A teenage migrant found wandering along a motorway near Birmingham faces a “long period of uncertainty and limbo” after becoming separated from his parents, a migration worker has said.
The 15-year-old boy, who said he was from Iraq, was rescued by police on the central reservation of the M6 on Wednesday night, authorities said.
He was picked up by a police car before being transferred to immigration officials and then into the care of social services.
The teenager now faces a drawn-out and “very complex legal situation” regarding his immigration status and ability to stay in the UK, said Lucy Leon, a migration policy worker at the Children’s Society charity.
She said: “To have lost one’s parents and be in a country you do not know is an experience no child should ever have to go through and he is likely to be traumatised, bewildered and overwhelmed.
“The young boy will be put into the care system, given a social worker and placed with an emergency foster family.
“Unfortunately the care he is given may not have the specialist knowledge needed.
“We think it is vital he should also be given an independent legal guardian to represent his best interests, ensure his voice is heard and that he understands the complex immigration process he is about to embark on.”
Police said the boy, who cannot speak English, became separated from his parents several days ago and does not know which country they are in.
Ms Leon said it could be “very difficult finding the family” but if they had officially registered for asylum in another European country that would make it easier.
She added: “If his family were currently right now street-homeless or in a refugee camp somewhere it may not be the best environment to return that young person to.”

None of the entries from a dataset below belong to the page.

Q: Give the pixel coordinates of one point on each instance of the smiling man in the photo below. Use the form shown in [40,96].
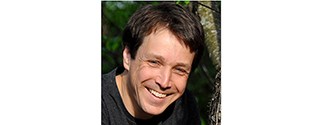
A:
[162,46]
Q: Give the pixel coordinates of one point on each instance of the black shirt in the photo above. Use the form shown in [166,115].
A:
[181,112]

Ms Leon said only children suspected of being victims of trafficking are given independent legal guardians in England and Wales, but in Scotland and Northern Ireland the “vital support” is given to all unaccompanied refugee and migrant children.
She said: “Quite often we see in our work young people slipping through the net and not being identified as a victim of trafficking and exploitation, or even at risk.
“It’s incredibly important he’s got a guardian, someone who’s independent, not part of the local authority, not part of the Home Office, who can really support him through that complex legal process.
“Although we do not know the details of what he has been through it is likely there will be so many complex issues that surround his case and he will probably need a wide range of different services to help him through the trauma.
“We have been calling on the Government for many years to introduce independent guardians for all unaccompanied children.”